That requires Hypothetical Conditions
Bamba,
I may not agree with every point being made by every poster so far. But I think all of us so far agree this is a big stinking problem and issue. If I were to receive such blanket engagement parameters from a mortgage source I would immediately forward it to my state appraisal board. There are a host of problems.
A) For warm ups here, even if such an assignment was for a private party with a legitmate intended use, the assignment would be "Complex" per any and all USPAP definitions of it. That would mean any and all "Licensed" appraisers would need a wake up call that if the T.V. was over $250,000 they would all be out of scope of practice. At least they would in my state.
B) Even if this was allowable for all mortgage assignments (which it is not) it certainly would NOT be allowable for every specific subject property there is. Part of the reason every assignment type like this is "Complex" is directly due to the fact that it simply is not possible to do, without gross USPAP violations, regarding every piece of real estate under the sun. Some of them it is literally impossible to develop "Five Acres" with all the required improvements on them including public street access for ingress and egress. At that point, if that cannot be done, the appraiser just opined on a runealizable (completely impossible) hypothetical and the results are not credible in any stretch of the imagination for any intended use.

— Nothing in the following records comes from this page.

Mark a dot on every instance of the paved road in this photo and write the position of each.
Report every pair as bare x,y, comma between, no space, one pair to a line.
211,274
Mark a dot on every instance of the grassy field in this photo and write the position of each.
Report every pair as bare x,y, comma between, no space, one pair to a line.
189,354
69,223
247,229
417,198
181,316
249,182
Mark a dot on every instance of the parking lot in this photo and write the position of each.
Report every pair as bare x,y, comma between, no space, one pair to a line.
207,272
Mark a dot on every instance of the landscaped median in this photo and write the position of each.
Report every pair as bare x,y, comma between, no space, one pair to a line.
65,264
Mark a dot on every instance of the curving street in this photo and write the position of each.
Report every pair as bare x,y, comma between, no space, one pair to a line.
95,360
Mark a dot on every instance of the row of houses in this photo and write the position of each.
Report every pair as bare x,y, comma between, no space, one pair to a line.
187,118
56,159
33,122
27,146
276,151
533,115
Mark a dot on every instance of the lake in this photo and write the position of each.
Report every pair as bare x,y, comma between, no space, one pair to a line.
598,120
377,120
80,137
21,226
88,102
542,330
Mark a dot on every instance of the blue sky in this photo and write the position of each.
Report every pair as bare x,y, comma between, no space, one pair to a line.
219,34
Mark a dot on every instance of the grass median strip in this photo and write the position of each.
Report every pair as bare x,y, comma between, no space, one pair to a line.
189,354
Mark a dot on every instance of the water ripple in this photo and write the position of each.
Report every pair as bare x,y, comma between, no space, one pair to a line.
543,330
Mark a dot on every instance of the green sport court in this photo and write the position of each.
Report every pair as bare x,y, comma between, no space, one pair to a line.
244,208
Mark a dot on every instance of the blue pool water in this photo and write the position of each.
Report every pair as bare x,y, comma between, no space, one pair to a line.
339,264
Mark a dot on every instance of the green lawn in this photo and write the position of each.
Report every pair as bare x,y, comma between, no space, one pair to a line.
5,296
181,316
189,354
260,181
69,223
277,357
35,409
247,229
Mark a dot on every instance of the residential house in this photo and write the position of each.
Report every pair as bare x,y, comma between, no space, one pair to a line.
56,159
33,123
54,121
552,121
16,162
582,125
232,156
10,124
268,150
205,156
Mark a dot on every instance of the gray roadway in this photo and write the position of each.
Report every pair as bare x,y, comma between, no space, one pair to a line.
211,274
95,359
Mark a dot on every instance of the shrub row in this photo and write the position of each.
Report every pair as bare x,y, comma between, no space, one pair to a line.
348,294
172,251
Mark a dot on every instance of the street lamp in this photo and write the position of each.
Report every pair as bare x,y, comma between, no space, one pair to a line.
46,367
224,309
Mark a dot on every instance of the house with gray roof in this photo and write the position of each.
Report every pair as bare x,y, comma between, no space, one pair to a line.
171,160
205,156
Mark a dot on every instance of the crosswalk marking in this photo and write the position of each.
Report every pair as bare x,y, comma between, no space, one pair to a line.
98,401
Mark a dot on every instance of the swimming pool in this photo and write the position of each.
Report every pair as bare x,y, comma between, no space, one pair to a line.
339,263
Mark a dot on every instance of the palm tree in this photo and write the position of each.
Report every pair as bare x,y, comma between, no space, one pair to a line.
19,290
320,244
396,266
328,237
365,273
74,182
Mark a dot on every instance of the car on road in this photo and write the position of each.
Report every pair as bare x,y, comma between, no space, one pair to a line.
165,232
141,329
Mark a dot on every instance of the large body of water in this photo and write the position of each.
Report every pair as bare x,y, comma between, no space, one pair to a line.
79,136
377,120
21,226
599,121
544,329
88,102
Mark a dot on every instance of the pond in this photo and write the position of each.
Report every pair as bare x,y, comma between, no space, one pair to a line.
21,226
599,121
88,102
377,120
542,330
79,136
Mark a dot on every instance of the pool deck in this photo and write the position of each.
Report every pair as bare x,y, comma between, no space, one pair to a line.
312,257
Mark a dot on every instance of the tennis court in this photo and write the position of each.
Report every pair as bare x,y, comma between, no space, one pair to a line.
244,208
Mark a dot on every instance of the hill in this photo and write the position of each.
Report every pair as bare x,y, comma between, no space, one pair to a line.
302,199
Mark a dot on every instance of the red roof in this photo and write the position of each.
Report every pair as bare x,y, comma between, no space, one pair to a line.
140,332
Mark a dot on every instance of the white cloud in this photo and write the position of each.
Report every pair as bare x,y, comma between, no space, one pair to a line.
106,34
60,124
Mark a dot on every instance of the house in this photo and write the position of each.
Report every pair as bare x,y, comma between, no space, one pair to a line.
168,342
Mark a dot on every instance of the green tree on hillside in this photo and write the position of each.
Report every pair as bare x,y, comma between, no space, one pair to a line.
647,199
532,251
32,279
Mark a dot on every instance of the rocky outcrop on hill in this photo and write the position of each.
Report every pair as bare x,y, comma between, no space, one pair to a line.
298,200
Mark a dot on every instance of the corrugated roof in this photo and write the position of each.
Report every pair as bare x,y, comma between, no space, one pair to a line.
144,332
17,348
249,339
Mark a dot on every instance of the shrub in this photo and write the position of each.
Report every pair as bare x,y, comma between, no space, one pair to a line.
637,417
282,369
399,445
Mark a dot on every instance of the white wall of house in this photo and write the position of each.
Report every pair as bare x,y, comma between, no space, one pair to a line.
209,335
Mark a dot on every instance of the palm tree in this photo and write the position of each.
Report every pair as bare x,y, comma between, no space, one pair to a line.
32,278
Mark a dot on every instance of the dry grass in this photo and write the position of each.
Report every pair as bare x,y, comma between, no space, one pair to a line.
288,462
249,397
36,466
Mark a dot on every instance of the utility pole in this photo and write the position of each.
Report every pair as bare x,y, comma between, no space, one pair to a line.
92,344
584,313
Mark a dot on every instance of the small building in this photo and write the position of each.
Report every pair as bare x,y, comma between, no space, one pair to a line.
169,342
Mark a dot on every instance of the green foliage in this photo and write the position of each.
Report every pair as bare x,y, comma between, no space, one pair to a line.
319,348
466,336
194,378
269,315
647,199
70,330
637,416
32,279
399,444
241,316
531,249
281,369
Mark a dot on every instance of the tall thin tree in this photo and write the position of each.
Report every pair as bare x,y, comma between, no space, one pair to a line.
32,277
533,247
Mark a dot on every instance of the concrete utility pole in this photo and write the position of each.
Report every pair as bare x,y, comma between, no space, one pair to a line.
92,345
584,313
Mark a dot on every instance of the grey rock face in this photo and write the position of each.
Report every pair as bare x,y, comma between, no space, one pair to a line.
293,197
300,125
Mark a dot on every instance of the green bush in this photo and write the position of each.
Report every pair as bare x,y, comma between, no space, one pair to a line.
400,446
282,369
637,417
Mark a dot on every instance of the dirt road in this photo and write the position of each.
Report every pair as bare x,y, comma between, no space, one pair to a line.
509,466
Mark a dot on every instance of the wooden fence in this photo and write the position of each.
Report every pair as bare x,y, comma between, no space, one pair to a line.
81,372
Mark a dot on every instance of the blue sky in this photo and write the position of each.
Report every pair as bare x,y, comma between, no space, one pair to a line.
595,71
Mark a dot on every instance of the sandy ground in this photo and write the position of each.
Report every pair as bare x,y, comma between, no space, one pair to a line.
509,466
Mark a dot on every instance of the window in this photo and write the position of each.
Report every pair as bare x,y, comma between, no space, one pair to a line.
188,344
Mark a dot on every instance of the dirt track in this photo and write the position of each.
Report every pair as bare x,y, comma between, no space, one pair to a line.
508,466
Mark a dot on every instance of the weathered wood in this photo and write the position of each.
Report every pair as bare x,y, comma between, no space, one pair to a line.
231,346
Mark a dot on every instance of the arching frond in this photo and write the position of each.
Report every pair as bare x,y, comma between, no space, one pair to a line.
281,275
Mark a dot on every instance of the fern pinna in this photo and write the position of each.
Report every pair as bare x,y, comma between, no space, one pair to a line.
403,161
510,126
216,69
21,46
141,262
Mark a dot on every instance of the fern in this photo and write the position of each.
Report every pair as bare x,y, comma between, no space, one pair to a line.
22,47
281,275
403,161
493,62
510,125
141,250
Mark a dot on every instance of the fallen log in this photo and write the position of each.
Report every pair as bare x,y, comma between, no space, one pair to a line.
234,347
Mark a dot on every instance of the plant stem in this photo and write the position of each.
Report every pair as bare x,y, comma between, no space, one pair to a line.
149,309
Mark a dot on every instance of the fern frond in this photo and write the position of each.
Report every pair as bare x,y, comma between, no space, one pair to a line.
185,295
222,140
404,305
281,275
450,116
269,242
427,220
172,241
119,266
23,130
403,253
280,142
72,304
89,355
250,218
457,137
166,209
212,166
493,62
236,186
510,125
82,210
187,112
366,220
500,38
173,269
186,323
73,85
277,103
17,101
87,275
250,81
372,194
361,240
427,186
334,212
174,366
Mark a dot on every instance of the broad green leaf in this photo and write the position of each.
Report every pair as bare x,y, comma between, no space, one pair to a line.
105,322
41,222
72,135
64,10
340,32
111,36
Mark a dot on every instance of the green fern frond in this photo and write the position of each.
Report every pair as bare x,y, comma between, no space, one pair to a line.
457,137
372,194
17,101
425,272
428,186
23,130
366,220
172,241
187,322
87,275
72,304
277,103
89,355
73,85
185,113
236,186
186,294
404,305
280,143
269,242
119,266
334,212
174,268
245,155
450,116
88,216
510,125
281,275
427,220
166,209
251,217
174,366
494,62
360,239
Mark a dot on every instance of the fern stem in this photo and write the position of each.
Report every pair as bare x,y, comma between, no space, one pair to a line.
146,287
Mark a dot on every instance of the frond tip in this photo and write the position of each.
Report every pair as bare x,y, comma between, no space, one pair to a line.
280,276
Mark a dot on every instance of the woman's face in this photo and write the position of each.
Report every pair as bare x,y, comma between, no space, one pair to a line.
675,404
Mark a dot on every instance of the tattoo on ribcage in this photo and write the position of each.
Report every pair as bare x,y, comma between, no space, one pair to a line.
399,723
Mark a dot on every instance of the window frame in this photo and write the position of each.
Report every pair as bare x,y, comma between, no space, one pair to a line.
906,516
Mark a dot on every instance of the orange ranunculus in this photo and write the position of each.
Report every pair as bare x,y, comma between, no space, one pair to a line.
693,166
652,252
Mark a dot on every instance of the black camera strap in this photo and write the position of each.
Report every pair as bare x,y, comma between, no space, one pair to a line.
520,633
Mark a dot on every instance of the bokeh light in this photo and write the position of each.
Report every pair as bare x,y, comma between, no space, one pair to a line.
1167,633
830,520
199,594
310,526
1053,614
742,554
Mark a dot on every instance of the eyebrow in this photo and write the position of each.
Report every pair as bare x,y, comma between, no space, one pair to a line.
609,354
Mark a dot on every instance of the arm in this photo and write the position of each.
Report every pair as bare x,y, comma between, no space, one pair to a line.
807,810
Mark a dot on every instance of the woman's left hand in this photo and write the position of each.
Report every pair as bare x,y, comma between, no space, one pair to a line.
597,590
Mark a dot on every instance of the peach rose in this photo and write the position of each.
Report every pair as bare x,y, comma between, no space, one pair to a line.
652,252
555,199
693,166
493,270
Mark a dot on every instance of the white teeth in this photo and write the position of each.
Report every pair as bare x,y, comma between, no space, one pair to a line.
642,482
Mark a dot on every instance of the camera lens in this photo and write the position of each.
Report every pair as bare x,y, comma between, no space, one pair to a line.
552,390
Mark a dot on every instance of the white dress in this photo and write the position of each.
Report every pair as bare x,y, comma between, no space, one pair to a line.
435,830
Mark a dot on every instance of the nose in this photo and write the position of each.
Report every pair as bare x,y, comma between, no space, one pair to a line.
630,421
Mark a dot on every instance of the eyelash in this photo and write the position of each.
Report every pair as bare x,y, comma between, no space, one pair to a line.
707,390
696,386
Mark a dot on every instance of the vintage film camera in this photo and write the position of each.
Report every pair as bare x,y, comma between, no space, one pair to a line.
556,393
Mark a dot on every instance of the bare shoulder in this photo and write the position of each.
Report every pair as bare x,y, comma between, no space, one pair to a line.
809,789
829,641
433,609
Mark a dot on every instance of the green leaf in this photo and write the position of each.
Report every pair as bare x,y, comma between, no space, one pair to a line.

C) Mortgage intended use with the 03/2005 Fannie forms required. I am not going to post on all the reasons why that with a intended use of a mortgage and a requirement to use the SOW on the 03/2005 Fannie forms that Citizens is requiring an unacceptable assignment condition, in my opinion. The problem is all appraisers in this country should know that it is probably an unacceptable assignment condition per their state appraisal board, and apparently, some don't.
On a side note just to weird out some other posters. For every intended use imaginable would a real estate appraiser have to have a site survey of a hypothetical five acres and a provided hypothetical legal description of something that doesn't exist? ... Answer: No ... But that debate is for a different thread. The main point of this thread is, without so far knowing what the Citizen intended use and demanded SOW including required reporting format (you didn't really tell us), the assumption they are requiring option "C" above is very strong and a expectation that a great many uneducated appraisers will be violating USPAP is highly likely.
P.S. Any appraiser that fails to understand that such requirements are asking for multiple real estate appraisals based on multiple HC's is completely messed up from the very git go! ... That second half of the so-called "excess land" has now hypothetically just been turned into it's own separate parcel causing a new hypothetical H&BU and "value" that the dear sweet client has not bothered to define.